“Now, what’s the matter?”
“Oh, it’s silly I know but, well, I just don’t know how to make a soufflé.”
“Is that all? I’ll help you, Miss – er..?”
“Dubois. Martine Dubois.”
“Percival. Percival ‘iggins. Haitch, high, egg, egg, high, enn, ess.”
“No, no, no: ‘iggins. The haitch is silent, as in ‘orse.”
~ ‘The Chef that Died of Shame’
Hancock’s Half Hour (radio), 1955
Despite the fact that Tony Hancock died before I was born, I have long been an ardent fan and was thrilled to find the complete (surviving) episodes of series one and two on audible.com. Some of the humour may be dated, but much of it is as funny as ever, like the extract above, delivered in the usual deadpan style.

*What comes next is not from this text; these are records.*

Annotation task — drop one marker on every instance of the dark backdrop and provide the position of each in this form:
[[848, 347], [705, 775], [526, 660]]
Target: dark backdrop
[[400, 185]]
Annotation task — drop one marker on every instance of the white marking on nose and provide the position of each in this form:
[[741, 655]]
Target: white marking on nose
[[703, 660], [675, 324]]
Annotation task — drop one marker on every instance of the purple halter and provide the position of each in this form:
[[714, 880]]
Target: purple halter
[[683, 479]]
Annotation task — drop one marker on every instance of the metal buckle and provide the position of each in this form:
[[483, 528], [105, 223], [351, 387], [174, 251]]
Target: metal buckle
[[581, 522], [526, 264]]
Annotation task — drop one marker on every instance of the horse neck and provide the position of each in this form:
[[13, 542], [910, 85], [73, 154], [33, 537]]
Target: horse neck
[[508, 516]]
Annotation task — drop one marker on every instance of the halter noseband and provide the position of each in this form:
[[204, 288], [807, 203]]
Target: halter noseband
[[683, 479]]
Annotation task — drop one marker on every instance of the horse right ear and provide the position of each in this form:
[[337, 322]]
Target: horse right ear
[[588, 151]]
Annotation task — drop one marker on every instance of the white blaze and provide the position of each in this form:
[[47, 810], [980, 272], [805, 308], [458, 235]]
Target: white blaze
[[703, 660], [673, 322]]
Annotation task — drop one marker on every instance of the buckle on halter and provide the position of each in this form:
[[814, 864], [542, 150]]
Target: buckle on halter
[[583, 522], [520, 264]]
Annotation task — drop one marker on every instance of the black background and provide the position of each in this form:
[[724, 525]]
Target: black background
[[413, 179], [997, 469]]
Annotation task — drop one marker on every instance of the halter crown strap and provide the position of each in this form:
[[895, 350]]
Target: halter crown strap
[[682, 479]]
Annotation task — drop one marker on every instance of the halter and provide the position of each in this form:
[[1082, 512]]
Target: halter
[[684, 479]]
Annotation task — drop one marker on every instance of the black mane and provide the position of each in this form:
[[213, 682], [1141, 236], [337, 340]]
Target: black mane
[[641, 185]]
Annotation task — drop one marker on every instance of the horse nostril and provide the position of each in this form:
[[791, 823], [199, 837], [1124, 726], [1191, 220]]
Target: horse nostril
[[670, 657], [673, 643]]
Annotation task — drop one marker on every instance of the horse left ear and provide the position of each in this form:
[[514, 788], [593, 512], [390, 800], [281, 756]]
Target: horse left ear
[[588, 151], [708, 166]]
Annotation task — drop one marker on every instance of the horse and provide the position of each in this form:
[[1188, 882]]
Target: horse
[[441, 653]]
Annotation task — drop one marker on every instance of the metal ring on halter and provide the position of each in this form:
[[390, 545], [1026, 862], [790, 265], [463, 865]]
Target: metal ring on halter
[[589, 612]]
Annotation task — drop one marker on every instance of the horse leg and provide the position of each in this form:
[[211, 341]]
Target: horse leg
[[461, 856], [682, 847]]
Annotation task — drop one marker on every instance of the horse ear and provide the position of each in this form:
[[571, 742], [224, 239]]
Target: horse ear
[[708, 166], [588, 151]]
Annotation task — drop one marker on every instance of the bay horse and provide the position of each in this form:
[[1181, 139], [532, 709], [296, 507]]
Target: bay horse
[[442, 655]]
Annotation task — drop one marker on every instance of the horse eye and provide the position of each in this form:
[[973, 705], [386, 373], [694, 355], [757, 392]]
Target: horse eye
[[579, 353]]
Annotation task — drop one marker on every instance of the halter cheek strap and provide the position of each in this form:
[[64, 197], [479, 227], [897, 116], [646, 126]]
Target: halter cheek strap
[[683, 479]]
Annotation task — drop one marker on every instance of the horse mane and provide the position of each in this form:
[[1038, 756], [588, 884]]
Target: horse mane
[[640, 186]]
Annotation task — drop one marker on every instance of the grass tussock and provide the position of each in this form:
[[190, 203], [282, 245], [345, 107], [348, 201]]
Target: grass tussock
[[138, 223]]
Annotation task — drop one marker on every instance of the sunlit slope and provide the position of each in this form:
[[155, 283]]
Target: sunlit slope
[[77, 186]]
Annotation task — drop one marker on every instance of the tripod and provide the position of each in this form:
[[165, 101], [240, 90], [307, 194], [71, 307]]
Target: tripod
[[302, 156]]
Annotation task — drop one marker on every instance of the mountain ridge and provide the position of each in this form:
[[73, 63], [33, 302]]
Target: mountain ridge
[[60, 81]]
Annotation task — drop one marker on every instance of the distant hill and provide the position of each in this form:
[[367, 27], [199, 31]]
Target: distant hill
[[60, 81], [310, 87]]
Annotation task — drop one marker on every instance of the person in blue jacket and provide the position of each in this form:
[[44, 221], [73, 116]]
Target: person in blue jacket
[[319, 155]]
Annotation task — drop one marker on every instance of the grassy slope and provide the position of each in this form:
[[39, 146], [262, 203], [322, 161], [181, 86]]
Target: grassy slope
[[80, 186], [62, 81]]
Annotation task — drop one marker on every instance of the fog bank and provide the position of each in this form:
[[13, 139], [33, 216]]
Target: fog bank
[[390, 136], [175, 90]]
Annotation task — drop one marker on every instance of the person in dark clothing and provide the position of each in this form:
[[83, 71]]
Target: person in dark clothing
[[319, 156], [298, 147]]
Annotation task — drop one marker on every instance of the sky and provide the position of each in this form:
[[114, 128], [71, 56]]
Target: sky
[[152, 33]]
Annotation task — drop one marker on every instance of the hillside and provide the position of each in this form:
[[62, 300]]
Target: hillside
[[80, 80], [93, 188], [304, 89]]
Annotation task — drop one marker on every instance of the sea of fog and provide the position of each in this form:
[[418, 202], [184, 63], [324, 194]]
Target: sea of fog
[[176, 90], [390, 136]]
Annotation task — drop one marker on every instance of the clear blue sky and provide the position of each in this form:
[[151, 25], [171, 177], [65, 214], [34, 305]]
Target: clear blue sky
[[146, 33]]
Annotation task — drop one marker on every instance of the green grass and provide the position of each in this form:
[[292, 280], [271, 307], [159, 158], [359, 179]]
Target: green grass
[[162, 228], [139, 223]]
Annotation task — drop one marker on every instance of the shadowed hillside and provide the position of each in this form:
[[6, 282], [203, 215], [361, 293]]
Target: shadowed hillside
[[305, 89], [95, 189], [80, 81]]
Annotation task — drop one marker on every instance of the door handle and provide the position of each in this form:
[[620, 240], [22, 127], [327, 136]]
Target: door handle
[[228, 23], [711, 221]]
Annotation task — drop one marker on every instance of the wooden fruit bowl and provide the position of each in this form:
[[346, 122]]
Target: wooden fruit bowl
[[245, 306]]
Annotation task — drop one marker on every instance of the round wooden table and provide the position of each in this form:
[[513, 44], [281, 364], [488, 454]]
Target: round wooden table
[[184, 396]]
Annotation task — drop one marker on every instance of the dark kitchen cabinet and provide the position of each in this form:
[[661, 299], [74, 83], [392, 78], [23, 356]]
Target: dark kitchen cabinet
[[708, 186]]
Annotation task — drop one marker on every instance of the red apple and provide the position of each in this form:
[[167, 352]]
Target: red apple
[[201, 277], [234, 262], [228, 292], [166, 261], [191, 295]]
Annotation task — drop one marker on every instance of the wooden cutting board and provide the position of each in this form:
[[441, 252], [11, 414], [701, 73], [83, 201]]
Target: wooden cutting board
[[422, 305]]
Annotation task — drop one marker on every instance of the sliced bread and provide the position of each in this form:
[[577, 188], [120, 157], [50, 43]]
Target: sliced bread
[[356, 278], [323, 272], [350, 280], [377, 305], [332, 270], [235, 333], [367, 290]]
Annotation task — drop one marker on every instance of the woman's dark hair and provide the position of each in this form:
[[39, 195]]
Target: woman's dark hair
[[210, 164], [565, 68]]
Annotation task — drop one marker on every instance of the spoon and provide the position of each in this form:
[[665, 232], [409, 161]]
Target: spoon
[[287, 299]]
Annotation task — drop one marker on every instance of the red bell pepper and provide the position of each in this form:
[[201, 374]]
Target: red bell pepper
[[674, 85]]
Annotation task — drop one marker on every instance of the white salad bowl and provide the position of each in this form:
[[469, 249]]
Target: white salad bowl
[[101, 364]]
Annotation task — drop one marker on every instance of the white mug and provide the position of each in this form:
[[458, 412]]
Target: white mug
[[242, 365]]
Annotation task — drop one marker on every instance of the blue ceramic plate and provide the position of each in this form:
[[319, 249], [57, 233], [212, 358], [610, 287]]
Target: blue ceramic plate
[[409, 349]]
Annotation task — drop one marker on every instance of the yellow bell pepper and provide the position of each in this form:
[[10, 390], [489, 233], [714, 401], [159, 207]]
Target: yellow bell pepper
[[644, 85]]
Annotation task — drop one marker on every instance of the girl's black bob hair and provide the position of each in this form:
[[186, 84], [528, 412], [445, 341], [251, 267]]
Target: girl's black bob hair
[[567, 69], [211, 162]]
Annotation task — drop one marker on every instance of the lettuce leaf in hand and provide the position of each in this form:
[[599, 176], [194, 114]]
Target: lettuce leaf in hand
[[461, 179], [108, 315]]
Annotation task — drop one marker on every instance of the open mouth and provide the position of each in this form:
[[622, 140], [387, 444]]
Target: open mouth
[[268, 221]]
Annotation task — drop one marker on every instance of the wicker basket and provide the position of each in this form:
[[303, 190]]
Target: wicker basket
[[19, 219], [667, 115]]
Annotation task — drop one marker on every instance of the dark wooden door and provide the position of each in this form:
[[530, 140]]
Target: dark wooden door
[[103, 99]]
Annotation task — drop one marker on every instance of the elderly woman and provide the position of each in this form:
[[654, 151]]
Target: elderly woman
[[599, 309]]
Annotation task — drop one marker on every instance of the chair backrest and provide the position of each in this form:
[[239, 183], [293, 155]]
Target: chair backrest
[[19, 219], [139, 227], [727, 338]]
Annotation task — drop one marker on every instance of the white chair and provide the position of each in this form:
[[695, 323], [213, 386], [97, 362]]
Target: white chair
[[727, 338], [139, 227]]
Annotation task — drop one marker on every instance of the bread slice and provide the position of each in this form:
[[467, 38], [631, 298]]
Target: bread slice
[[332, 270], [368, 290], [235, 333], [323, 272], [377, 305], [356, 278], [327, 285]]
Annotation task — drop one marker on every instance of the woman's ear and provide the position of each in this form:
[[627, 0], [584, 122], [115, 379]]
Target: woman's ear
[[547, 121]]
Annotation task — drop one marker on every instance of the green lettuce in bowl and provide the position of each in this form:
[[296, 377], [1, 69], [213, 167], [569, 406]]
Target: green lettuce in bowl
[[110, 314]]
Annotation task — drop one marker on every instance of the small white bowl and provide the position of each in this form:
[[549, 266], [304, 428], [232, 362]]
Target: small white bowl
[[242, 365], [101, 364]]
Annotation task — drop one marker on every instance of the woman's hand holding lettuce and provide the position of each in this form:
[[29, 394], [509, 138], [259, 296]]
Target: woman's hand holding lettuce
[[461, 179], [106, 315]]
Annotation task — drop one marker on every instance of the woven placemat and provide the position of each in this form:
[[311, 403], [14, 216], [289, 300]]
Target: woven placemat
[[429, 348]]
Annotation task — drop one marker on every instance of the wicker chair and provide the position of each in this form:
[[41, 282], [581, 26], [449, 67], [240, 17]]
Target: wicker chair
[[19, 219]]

Humour seems to live in symbiosis with sadness. I wonder why. I recall going through a very dark phase a few years ago where the only thing I could tolerate was humour, most notably Christian author Adrian Plass and his Sacred Diary series. It was an essential part of my recovery. Nowadays, after I’ve listened to my daily dose of Old Testament, New Testament and Christian book, I love a bit of humour. It’s like the perfect dessert. Keeps me going till the next meal.
A heart full of joy and goodness makes a cheerful face, but when a heart is full of sadness the spirit is crushed.